Mein Herz schlug nicht mehr. Ich zitterte nicht mehr. Die Zeit schien still zu stehen und ich schloss meinen noch immer offenen Mund, während Ryan mit meiner Mutter sprach. Er verstummte eine Weile, zuckte zusammen und die Stimme vom anderen Ende wurde schriller. Sie schrie. Meine Mutter schrie ihn an und er ließ ihr Geschrei über sich ergehen.
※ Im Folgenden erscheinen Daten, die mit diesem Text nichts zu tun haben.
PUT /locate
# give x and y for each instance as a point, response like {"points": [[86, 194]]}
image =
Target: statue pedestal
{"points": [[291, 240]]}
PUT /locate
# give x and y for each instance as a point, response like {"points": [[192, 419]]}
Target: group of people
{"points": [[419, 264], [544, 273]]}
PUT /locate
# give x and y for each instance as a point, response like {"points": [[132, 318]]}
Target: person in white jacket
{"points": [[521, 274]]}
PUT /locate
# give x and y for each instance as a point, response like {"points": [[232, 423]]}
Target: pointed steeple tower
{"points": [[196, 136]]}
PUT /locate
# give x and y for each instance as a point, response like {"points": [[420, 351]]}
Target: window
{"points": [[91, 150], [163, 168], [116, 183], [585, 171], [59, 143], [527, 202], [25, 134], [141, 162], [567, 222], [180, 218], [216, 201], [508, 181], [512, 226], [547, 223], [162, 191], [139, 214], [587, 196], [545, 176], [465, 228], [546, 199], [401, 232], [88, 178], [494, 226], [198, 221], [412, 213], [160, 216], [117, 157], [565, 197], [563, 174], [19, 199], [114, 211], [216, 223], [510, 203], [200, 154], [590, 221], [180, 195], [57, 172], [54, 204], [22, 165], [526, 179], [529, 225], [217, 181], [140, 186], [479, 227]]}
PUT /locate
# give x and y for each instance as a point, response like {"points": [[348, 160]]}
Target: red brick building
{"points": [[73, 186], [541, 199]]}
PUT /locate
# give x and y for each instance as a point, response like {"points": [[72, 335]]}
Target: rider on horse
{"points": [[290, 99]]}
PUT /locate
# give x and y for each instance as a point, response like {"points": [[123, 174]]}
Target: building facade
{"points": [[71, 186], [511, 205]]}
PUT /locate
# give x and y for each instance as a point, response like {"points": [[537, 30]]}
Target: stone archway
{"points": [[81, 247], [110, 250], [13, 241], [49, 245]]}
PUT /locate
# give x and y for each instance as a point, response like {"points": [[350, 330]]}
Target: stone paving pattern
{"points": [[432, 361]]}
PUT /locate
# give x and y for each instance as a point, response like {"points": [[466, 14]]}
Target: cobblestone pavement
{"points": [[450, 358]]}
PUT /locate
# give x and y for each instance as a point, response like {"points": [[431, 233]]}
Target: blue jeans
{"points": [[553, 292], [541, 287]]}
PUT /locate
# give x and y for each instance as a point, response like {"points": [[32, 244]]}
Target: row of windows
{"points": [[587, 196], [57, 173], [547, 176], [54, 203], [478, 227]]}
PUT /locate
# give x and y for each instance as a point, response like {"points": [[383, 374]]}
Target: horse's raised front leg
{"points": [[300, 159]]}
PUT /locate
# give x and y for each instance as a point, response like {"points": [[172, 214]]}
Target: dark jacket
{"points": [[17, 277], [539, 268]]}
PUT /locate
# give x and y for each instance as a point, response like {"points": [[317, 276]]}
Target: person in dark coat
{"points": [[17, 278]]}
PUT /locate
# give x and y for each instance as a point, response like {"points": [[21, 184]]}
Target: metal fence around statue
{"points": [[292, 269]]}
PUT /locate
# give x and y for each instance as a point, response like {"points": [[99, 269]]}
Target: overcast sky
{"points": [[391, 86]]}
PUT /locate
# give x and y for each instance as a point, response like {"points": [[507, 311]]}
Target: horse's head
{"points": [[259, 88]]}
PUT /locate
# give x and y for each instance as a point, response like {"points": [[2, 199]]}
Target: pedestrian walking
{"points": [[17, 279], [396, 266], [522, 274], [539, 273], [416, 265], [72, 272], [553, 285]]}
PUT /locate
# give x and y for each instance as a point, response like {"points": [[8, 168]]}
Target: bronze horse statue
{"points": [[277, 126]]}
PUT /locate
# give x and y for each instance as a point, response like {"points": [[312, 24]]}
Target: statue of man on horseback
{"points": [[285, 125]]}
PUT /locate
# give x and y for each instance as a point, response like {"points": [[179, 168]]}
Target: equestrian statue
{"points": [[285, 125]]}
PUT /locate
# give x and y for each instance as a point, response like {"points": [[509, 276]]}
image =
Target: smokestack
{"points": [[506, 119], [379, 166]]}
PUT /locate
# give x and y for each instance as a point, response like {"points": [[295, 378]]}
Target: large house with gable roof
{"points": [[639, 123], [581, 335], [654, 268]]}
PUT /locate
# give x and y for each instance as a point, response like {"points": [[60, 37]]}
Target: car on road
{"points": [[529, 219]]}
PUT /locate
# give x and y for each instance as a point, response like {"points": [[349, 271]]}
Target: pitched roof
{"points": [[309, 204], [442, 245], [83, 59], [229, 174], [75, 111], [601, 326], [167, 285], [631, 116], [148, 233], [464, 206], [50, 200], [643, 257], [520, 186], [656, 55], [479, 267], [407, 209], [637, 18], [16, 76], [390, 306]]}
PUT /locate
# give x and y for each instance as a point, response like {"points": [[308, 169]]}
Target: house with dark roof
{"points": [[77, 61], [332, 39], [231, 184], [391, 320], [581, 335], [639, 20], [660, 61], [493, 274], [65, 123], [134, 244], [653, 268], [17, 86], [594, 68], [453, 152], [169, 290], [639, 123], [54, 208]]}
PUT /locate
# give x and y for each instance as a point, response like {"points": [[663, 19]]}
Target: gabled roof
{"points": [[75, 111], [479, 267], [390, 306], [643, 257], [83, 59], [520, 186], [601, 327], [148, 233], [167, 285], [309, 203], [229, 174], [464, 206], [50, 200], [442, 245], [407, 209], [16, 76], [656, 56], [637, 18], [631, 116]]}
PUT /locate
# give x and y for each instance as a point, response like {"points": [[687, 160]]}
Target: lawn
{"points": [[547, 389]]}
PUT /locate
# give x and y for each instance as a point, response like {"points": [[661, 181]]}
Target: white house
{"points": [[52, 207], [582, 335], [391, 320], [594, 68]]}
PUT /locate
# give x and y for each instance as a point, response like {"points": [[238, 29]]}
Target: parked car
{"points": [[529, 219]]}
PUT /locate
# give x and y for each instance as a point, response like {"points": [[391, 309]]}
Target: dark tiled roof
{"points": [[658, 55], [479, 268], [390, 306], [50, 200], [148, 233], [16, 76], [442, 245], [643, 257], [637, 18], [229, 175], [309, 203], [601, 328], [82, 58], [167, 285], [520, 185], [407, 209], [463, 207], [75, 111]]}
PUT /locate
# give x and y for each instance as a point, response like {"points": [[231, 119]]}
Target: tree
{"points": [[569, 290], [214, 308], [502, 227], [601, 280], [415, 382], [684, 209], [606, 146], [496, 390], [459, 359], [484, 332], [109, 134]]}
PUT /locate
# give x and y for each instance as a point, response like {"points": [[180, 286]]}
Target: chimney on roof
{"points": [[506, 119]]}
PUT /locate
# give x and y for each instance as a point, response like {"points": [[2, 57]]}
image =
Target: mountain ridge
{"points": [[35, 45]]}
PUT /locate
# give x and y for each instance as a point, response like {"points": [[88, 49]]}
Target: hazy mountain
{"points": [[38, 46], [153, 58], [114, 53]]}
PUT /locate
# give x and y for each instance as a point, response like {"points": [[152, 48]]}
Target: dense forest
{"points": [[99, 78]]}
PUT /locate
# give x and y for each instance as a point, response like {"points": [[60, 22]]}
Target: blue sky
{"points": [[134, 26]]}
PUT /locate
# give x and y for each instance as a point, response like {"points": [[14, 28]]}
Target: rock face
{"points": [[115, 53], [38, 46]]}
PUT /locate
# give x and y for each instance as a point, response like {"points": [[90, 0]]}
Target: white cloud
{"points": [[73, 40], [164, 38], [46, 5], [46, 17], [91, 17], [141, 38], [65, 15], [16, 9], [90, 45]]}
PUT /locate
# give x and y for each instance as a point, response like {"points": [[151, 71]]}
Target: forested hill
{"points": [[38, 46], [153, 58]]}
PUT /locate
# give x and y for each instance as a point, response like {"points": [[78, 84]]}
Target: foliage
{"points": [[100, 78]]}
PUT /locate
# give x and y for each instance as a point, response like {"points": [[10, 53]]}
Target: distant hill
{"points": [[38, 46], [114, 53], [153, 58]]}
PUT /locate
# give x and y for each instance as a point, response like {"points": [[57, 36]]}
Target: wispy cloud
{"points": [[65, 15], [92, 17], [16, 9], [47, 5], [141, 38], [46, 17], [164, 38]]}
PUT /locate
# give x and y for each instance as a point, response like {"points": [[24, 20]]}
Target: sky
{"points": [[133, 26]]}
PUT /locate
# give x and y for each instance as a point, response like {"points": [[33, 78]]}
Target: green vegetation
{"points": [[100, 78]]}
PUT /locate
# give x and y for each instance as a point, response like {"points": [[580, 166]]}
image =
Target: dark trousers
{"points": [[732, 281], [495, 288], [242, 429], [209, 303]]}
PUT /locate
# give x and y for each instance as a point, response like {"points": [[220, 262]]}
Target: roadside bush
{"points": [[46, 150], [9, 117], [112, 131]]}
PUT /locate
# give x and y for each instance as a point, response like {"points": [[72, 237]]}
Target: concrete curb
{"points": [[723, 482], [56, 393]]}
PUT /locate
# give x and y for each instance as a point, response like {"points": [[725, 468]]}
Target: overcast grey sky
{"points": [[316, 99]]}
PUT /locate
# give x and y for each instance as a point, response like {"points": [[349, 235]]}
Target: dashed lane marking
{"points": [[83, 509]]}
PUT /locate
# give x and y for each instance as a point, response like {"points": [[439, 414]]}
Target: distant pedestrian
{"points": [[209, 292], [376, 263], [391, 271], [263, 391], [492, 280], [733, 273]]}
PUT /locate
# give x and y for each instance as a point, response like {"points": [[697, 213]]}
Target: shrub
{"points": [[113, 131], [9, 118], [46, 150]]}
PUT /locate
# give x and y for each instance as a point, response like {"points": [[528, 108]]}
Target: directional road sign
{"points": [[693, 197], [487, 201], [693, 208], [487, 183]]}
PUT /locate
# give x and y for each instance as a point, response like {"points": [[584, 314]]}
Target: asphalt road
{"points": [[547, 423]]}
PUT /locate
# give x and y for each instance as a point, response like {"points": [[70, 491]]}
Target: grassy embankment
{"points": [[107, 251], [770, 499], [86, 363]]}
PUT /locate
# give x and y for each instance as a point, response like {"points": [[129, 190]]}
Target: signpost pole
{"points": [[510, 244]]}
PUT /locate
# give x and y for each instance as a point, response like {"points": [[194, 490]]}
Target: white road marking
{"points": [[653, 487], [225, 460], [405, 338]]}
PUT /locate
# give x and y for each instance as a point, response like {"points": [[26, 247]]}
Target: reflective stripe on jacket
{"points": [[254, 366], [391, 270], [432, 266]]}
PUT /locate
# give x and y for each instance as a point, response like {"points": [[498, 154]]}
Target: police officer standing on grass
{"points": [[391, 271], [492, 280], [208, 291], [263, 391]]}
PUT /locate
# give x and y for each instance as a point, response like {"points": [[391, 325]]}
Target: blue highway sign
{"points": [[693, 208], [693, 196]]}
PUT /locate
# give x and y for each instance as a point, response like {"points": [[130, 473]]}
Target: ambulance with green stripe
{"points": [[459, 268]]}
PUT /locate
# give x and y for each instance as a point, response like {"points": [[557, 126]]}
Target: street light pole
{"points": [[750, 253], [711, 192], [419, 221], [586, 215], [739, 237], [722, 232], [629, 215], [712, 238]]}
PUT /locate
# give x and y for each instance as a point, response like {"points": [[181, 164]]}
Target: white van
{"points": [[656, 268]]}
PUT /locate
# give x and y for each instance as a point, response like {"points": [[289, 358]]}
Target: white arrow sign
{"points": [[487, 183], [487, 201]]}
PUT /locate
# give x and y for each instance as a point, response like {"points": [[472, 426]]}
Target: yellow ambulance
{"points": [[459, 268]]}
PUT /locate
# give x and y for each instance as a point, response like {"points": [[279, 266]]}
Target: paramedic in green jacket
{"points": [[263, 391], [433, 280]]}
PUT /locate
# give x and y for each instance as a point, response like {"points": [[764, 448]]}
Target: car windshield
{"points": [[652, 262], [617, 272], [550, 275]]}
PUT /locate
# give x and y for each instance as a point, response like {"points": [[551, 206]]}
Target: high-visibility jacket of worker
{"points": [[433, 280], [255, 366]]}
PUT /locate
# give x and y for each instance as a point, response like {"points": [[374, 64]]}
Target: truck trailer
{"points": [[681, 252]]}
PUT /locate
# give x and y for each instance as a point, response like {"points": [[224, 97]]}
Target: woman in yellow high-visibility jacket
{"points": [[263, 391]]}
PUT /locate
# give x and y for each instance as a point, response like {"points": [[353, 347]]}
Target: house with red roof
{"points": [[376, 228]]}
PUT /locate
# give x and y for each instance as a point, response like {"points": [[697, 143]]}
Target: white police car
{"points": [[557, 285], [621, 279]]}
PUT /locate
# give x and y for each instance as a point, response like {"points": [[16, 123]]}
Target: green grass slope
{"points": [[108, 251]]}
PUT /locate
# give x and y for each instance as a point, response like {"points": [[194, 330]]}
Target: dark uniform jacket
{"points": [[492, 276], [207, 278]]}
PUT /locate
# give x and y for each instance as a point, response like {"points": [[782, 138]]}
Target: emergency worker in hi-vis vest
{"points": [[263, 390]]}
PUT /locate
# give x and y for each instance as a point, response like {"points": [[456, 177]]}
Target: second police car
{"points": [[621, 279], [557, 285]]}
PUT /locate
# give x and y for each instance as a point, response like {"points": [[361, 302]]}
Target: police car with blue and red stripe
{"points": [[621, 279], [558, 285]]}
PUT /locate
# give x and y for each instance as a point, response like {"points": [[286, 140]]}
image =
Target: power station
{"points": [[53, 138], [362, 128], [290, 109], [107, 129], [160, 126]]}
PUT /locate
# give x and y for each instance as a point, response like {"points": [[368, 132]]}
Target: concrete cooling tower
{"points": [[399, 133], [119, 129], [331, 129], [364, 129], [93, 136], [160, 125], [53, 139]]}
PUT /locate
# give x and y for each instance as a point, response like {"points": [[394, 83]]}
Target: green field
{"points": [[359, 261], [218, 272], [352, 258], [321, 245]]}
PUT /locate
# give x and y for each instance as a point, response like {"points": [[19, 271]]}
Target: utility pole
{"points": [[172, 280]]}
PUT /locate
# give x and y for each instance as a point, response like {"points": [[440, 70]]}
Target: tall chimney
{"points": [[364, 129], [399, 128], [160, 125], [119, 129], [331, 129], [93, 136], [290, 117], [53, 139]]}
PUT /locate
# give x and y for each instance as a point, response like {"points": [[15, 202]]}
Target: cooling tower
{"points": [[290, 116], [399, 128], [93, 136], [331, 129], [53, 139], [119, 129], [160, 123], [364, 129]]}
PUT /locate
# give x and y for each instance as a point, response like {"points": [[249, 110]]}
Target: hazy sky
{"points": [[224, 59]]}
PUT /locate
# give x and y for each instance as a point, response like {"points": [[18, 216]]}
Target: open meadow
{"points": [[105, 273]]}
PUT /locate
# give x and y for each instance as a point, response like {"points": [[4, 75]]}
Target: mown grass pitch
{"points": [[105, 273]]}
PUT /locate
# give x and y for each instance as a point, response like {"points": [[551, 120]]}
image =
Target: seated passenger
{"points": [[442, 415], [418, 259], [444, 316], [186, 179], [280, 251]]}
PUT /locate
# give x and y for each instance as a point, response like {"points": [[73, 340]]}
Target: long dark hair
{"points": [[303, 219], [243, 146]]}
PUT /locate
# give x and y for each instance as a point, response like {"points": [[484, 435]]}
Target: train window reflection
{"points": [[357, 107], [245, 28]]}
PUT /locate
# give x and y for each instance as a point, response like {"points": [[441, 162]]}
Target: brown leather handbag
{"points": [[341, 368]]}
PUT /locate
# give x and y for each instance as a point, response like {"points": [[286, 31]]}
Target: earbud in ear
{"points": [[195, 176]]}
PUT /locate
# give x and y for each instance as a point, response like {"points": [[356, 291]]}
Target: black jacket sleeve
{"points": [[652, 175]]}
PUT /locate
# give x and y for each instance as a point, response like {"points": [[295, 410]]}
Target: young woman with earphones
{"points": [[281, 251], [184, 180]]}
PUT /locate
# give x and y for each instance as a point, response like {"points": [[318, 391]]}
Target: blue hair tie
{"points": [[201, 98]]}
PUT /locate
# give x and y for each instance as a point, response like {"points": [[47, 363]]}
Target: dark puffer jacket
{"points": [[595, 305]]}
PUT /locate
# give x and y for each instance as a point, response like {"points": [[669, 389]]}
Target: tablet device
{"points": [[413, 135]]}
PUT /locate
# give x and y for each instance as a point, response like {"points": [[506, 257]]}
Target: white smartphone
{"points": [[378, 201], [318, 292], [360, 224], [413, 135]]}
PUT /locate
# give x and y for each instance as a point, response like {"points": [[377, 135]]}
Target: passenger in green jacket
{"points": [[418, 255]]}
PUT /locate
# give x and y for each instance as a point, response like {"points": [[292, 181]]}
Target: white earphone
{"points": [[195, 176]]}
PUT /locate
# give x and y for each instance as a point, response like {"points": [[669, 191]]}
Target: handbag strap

„Es tut mir leid, aber Kathleen wir vorerst bei mir bleiben müssen." Er schwieg und nickte. „Ich verstehe. Sie werden ... Sie brauchen die Polizei nicht zu verständigen. Ich verspreche Ihnen, dass ich-." Abermals nickte er und seufzte. „Ihr wird nichts geschehen, dafür werde ich sorgen."
Ich konnte nur erahnen, was sie ihm vorwarf, doch Ryan blieb überraschend ruhig. Auf einmal reichte er mir das Telefon.
„Mama?"
„Was zum ... Was hat das zu bedeutet? Wieso ... Er hat dir nichts angetan, oder?" Sie weinte, ich hörte es in ihrer Stimme.
„Nein, Mama, er hat mich beschützt."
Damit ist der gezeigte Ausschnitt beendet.